3- COLLABORATION AND MUTUALITY - Our survey found that the majority of educators held Masters degrees, yet were regarded as subservient to administrators (who held ... Masters degrees). This is NOT a healthy environment, especially when we teachers know more about nuts and bolts education than administrators. Those "trauma informed programs" need to be based on collaborative efforts, not as a ploy to validate high stakes testing (which is an oxymoron)

4-EMPOWERMENT, VOICE AND CHOICE- Our survey found that teachers with "protected status" (I.e., disability, age, color, race, age, religion) experienced more bullying than non-protected status teachers. Looks like the federal civil rights laws need to be "worked on" within education.  Much work needs to be done here. Teachers with disabilities, teachers of color, LGBT teachers, teachers with many years of experience... bring diversity to education. Learn to respect our voices. 

5- CULTURAL, HISTORICAL, GENDER - Learn to examine a school's "culture". Last year, Los Angeles County Office of Education hired Cross and Joftus to investigate why LA county school districts were leaving their special education services. The report was NOT good. It basically told the County to either fix things up in one year, or get out of special education ASAP. Over and over it cited the County's "bureaucracy" and "culture" as obstacles in delivery of services, Things like - classrooms consistently the least desirable/oldest ones;  old furniture, no curriculum/materials. I taught there for 21 years... while we teachers can paint/decorate/spend money, we can't relocate ourselves within the mainstream, access comparable furniture, curriculum or professional development. But you'd never know the bureaocracy's complicity - for on its own page, it's "solutions" (because the report went public- Ooops!)  are designed to 'fix teachers'.  That's a bandaid on an abscess.

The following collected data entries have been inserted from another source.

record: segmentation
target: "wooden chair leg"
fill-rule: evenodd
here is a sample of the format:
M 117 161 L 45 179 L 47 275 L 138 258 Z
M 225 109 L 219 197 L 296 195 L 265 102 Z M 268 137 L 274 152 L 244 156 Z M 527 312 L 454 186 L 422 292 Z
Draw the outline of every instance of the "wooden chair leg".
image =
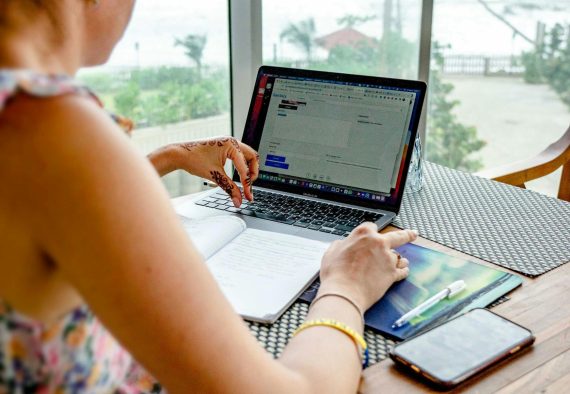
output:
M 566 162 L 566 164 L 564 164 L 562 167 L 562 176 L 560 177 L 558 198 L 570 202 L 570 161 Z

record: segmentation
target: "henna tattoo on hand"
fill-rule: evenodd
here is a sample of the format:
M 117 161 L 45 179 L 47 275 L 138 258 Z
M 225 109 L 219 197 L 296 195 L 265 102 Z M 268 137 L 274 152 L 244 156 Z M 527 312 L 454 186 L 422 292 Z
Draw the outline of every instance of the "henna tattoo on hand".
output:
M 259 163 L 259 154 L 258 153 L 255 154 L 255 159 Z M 253 161 L 253 159 L 246 160 L 248 168 L 251 168 L 252 161 Z M 245 180 L 245 182 L 249 186 L 250 190 L 253 191 L 253 183 L 251 182 L 251 172 L 249 170 L 247 170 L 247 179 Z
M 234 148 L 237 149 L 238 152 L 241 152 L 238 140 L 236 140 L 234 137 L 232 137 L 232 138 L 230 138 L 230 143 L 234 146 Z
M 241 152 L 240 147 L 239 147 L 239 142 L 234 137 L 218 138 L 217 142 L 218 142 L 219 147 L 222 147 L 226 144 L 226 142 L 229 142 L 230 144 L 233 145 L 234 148 L 236 148 L 238 150 L 238 152 Z
M 240 147 L 239 147 L 239 142 L 234 138 L 234 137 L 222 137 L 222 138 L 212 138 L 209 140 L 202 140 L 202 141 L 190 141 L 190 142 L 185 142 L 182 144 L 179 144 L 180 147 L 186 149 L 187 151 L 192 151 L 194 148 L 196 148 L 197 146 L 216 146 L 218 145 L 218 147 L 222 147 L 226 144 L 226 142 L 229 142 L 230 144 L 232 144 L 234 146 L 234 148 L 236 148 L 238 150 L 238 152 L 241 152 Z
M 230 140 L 229 137 L 218 138 L 218 146 L 221 148 L 226 142 Z
M 251 186 L 251 172 L 249 170 L 245 173 L 245 184 Z
M 210 171 L 210 175 L 216 184 L 222 188 L 223 191 L 228 193 L 230 197 L 232 196 L 232 192 L 234 190 L 234 185 L 230 183 L 227 176 L 222 175 L 219 171 Z
M 186 149 L 188 152 L 191 152 L 195 147 L 201 145 L 206 146 L 208 141 L 190 141 L 183 144 L 180 144 L 180 147 Z

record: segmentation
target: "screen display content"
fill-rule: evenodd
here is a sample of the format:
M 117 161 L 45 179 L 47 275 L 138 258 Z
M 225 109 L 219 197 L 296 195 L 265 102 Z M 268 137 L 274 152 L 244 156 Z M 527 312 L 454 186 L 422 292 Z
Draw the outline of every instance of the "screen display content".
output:
M 275 73 L 260 74 L 257 88 L 244 141 L 259 151 L 261 181 L 396 199 L 420 90 Z

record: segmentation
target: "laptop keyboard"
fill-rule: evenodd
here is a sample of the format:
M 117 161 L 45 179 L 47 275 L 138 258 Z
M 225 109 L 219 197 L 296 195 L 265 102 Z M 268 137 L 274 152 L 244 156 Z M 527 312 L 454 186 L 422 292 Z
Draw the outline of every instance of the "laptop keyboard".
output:
M 222 191 L 197 201 L 196 205 L 344 237 L 360 223 L 375 222 L 383 216 L 380 213 L 260 190 L 255 191 L 255 202 L 244 199 L 239 208 L 234 207 L 232 200 Z

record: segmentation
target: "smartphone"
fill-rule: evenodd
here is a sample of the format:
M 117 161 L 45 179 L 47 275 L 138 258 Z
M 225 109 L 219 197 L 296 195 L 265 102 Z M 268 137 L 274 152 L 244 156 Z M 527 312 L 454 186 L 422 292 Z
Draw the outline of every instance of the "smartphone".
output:
M 528 329 L 473 309 L 396 345 L 390 358 L 439 389 L 451 389 L 534 342 Z

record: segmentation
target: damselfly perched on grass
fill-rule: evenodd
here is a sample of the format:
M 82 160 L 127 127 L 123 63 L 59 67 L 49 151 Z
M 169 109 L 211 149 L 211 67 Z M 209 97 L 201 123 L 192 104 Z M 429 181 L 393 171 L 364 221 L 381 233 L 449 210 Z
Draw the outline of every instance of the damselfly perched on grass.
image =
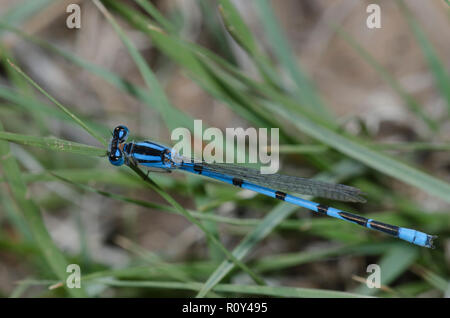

SOOOO... ACEs folks... when you 'think' a solution is a good one, be mindful of ALL the people. In education, listen to the entire community. In ACEs itself... listen to the respected people within the Recovery Movement.  We have lived ACEs before they were 'investigated'. Our research didn't come from money but via blood and tears. I have far more trust in the integrity of people within this recovery movement than in all the well-meaning yet unintentionally myopic "research" where our voices aren't heard.  (Excuse me, but wouldn't you rather hear what really needs to work, than what works in some research?)